In my experience (oh the irony…), there is a battle of experience vs knowledge.

As someone who studied International Relations at university, but has little to no political experience or travel history abroad, I may seem like someone right out of an ivory tower. This would be a good ad hominem against me in a debate, right?

My apparent academic focus might be enough to make you dismiss what I have to say to the layman. But, through my own readings and study, the following has become obvious to me. The use of political theory is more abundant on the left of politics. The use of anecdotes, “common sense” and “experience” is more typical of right-wing arguments.

As someone who leans strongly to the left in my own personal philosophy, I almost cringe whenever someone brings up their personal “experience” to assert political judgments. Especially judgments about whole peoples and other countries. “Experience” is the stuff racist arguments and cultural prejudices are made of. It is the foundation on which generalizations are made. It is the source of all narrow-minded attitudes in the world.

But this post isn’t a politics one, but a matter of personal philosophy.

Experience vs knowledge: where do you stand?

People who visit a country typically return thinking they know everything about it. But they in fact know even less. Not only have they failed to adequately research that country and its history. They now have the “experience” of a tiny fraction of a percentage of it.

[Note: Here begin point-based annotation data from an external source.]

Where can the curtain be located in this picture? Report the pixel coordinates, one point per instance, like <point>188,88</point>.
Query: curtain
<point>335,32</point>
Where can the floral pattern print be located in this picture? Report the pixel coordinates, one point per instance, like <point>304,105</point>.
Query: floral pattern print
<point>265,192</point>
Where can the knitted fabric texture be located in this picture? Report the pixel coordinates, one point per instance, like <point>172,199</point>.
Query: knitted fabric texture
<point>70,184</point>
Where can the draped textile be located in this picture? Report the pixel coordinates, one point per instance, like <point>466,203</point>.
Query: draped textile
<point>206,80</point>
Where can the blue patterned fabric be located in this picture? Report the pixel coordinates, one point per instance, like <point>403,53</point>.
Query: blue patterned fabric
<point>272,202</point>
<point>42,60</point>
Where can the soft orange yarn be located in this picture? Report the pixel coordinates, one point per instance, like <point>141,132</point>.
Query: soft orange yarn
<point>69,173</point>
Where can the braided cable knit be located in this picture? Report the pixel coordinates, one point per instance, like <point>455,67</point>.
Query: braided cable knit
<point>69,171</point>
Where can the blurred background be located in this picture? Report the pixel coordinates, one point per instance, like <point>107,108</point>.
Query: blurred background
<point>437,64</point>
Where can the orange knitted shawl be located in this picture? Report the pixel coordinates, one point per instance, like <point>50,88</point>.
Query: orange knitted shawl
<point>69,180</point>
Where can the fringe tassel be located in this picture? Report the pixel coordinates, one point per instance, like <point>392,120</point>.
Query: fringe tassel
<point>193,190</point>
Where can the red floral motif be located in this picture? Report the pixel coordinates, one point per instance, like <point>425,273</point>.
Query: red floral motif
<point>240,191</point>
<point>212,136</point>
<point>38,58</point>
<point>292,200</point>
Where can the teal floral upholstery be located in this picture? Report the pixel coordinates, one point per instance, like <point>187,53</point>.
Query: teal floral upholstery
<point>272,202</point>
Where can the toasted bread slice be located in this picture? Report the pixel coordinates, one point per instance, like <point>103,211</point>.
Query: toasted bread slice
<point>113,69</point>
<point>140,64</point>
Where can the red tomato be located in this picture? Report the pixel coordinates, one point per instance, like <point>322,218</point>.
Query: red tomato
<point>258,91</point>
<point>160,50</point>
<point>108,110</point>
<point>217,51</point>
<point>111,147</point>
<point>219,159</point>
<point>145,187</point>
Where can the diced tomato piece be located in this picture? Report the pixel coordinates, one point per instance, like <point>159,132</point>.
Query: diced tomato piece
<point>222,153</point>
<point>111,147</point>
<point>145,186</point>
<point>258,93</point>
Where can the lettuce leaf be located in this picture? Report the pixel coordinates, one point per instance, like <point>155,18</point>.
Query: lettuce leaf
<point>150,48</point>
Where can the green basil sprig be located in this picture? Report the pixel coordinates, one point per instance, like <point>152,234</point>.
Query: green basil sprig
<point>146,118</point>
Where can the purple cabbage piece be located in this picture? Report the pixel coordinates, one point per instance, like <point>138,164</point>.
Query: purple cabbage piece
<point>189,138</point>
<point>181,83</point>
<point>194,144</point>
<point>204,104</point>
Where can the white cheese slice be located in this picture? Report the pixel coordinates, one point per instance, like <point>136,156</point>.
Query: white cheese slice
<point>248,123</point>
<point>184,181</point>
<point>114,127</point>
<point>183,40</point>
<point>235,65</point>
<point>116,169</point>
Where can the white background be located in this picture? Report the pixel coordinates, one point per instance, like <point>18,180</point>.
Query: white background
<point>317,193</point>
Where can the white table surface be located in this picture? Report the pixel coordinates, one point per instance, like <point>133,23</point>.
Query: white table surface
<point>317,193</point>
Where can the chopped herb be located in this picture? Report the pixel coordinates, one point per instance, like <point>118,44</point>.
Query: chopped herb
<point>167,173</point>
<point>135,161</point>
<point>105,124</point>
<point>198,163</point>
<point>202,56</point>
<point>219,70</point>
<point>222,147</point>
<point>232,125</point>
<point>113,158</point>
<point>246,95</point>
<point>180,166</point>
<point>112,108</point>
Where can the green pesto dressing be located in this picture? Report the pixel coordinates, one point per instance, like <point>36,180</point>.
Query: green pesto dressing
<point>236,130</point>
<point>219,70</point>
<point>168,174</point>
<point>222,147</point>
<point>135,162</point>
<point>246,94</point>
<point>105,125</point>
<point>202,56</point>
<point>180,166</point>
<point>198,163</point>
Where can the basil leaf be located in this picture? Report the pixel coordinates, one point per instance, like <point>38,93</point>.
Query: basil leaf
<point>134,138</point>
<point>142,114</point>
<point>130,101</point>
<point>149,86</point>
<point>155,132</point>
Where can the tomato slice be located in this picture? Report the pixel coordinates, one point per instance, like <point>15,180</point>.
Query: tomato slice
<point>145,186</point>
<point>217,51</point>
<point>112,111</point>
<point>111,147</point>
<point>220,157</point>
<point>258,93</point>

This is even more twisted by their own unfading prejudices they carried with them and confirmed over and over again as they toured that country. Not only has their “experience” convinced them to actively close themselves off from sources of knowledge, it is a source of blindness for them.

The pride gained by “experience” often doesn’t lead to enlightenment at all. Constantly witnessing world events from the ground level often only makes it harder to understand what it really going on in the world, what is really behind it all. In contrast, sociologists, historians and political analysts seated in a university campus often have a far broader and more comprehensive understanding. Deluded and impassioned people with ground level “experience” will fail to supply any kind of useful analysis of the world. They don’t know why they saw what they saw, why they experienced what they experienced.

Your senses and your biased recollections lie to you. They will never be able to give you the truth about the world’s sorrows, in the way books and adequate study can. The world is one social system as Immanuel Wallerstein instructs. If you want a full, bird’s-eye-view of the whole global society, a person’s experience has little value.